Trump Air Force One AP FBN

As President Donald Trump and Chinese President Xi Jinping meet for the first time Thursday at Trump’s Mar-a-Lago resort, the leaders of the world’s two largest economies will attempt to establish a personal relationship despite a deep divide over economic policies and priorities.

President Trump characterized his expectation of the talks with China as “difficult.”

However, China may be the country with more to lose economically, Brian Brenberg, chair of the Program in Business and Finance at The King’s College, told FOX Business.

“The United States has the upper hand … There’s a massive desire on the part of Chinese investors to be a part of the U.S. ... They don’t want to see that disrupted,” Brenberg said.

Chinese foreign direct investment in the United States has skyrocketed in recent years, tripling between 2015 and 2016 to reach $45.6 billion, according to a report by research firm Rhodium Group.

However, if Trump begins to take punitive measures against China’s economic transgressions, including intellectual property theft, censorship of foreign companies and product dumping, the American economy would likely take a hit too.

“You could get this sort of trade war escalation … that would have a negative impact for U.S. consumers,” Brenberg said.

China, the largest contributor to the United States’ more than $500B trade deficit, underwrote $347 billion of that sum in 2016. In February the U.S. imported nearly $33 billion worth of goods from Beijing, according to the U.S. Census Bureau.
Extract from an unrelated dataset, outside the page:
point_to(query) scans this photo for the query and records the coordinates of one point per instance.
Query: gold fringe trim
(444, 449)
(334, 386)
Meanwhile, China imported less than $10 billion worth of U.S. goods during the same month.

Last year, China was the United States’ third largest export market, behind NAFTA partners Mexico and Canada, according to data from the Commerce Department.

However, Trump won’t have to play hardball with President Xi to make progress on the trade front, Gordon Chang, author of “The Coming Collapse of China,” told FOX Business.

“[Trump] might not need to actually impose such bans, quotas or tariffs — the mere threat of them would probably be enough to get China to shut down capacity fast and eliminate subsidies … China needs access to the American market more than American producers need access to China. Trump holds the high cards and should play them,” Chang said.

Last week President Trump signed two executive orders aimed at cracking down on trade abuses. Although the administration said the directives had nothing to do with President Xi’s visit, the timing could be perceived as a bit suggestive.

Nevertheless, Brenberg believes the two leaders may not dive that deep into controversial topics during their first face-to-face encounter.

“[Trump] is trying to set up a negotiation … [but] I think he is going to play a longer game,” he said. “I do expect him to make strong statements on his desire for a fair trade relationship … Businesses would like to see the president talk tough but land punches carefully where they can have the most effect.”